The keywords file is in CSV format with two fields: keyword and type. You can add your custom keywords list here with the type value "stopwords". An example file is shown below:

keyword,type
cu,stopword
ft,stopword
mil,stopword
watt,stopword
wat,stopword
foot,stopword
feet,stopword
gal,stopword
unit,stopword
lb,stopword
wt,stopword
cc,stopword
cm,stopword
kg,stopword
km,stopword
oz,stopword
nm,stopword
qt,stopword
sale,stopword
on sale,stopword
for sale,stopword
clearance,stopword
gb,stopword
gig,stopword
color,stopword
blue,stopword
white,stopword
black,stopword
ivory,stopword
grey,stopword
brown,stopword
silver,stopword
light blue,stopword
light ivory,stopword
light grey,stopword
light brown,stopword
light silver,stopword
light green,stopword

Use the keywordsBlobName/Keywords Blob Store parameter to specify the name of the blob that contains this list.

Output

The output collection contains two tables distinguished by the doc_type_s field.

The similar queries table

If query 1 leads to clicks on documents 1, 2, 3, and 4, and query 2 leads to clicks on documents 2, 3, 4, and 5, then there is sufficient overlap between the two queries to consider them similar.
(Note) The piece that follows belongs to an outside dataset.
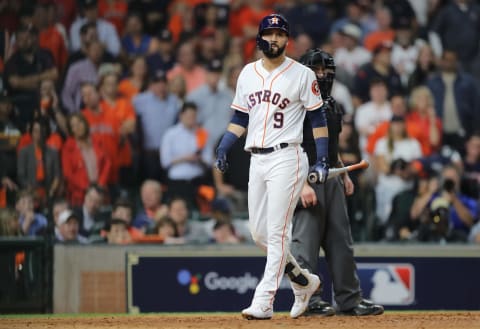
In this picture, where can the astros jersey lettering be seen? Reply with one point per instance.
(276, 102)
A statistic is constructed to compute similarities based on overlap counts and query counts. The resulting table consists of documents whose doc_type_s value is "similar queries".
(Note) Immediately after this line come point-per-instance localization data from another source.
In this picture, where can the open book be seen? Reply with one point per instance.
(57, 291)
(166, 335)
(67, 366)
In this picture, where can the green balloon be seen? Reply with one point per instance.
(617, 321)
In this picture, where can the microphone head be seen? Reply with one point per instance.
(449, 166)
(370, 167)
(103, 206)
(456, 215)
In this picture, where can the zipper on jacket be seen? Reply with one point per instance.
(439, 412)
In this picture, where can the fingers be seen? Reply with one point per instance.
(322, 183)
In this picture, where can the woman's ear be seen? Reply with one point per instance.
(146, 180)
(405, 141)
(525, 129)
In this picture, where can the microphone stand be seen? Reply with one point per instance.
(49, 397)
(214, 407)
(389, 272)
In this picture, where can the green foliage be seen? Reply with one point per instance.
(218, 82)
The similar queries table contains similar query pairs with these fields:

query1_s

The first half of the two-query pair.

query2_s

The second half of the two-query pair.

similarity_d

A score between 0 and 1 indicating how similar the two queries are.
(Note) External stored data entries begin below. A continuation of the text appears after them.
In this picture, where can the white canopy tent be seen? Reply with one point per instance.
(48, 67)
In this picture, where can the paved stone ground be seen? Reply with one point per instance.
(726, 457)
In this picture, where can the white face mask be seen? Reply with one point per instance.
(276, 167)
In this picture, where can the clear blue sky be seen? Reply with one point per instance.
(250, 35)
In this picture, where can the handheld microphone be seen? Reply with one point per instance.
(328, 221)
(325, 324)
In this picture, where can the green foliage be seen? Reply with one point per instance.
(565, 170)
All similarity_d values are greater than or equal to the configured Query Similarity Threshold to ensure that only high-similarity queries are kept and used as input to find synonyms.

query1_count_i

The number of clicks received by the query1_s query.

To save computation time, only queries with at least as many clicks as the configured Query Clicks Threshold parameter are kept and used as input to find synonyms.

query2_count_i

The number of clicks received by the query2_s query.

The synonyms table

The synonyms table consists of documents whose doc_type_s value is "synonyms", with these fields:

synonym1_s

The first half of the two-synonym pair.

synonym2_s

The second half of the two-synonym pair.

context_s

An example of the context in which the synonym is used.

synonym_group_s

If there are more than two words or phrases with the same meaning, such as "macbook, apple mac, mac", then this field shows the group to which this pair belongs.

context_num_i

The number of different contexts in which this synonym pair appears.

Tip
The bigger the number, the higher the quality of the pair.

similarity_d

A similarity score to measure confidence.

similar_spell_b

Whether the synonym is actually a misspelling.

suggested_synonym_s

The algorithm automatically selects context_s, synonym words or phrases, or the synonym_group, and puts it in this field.

Tip
Use this field as the field to review.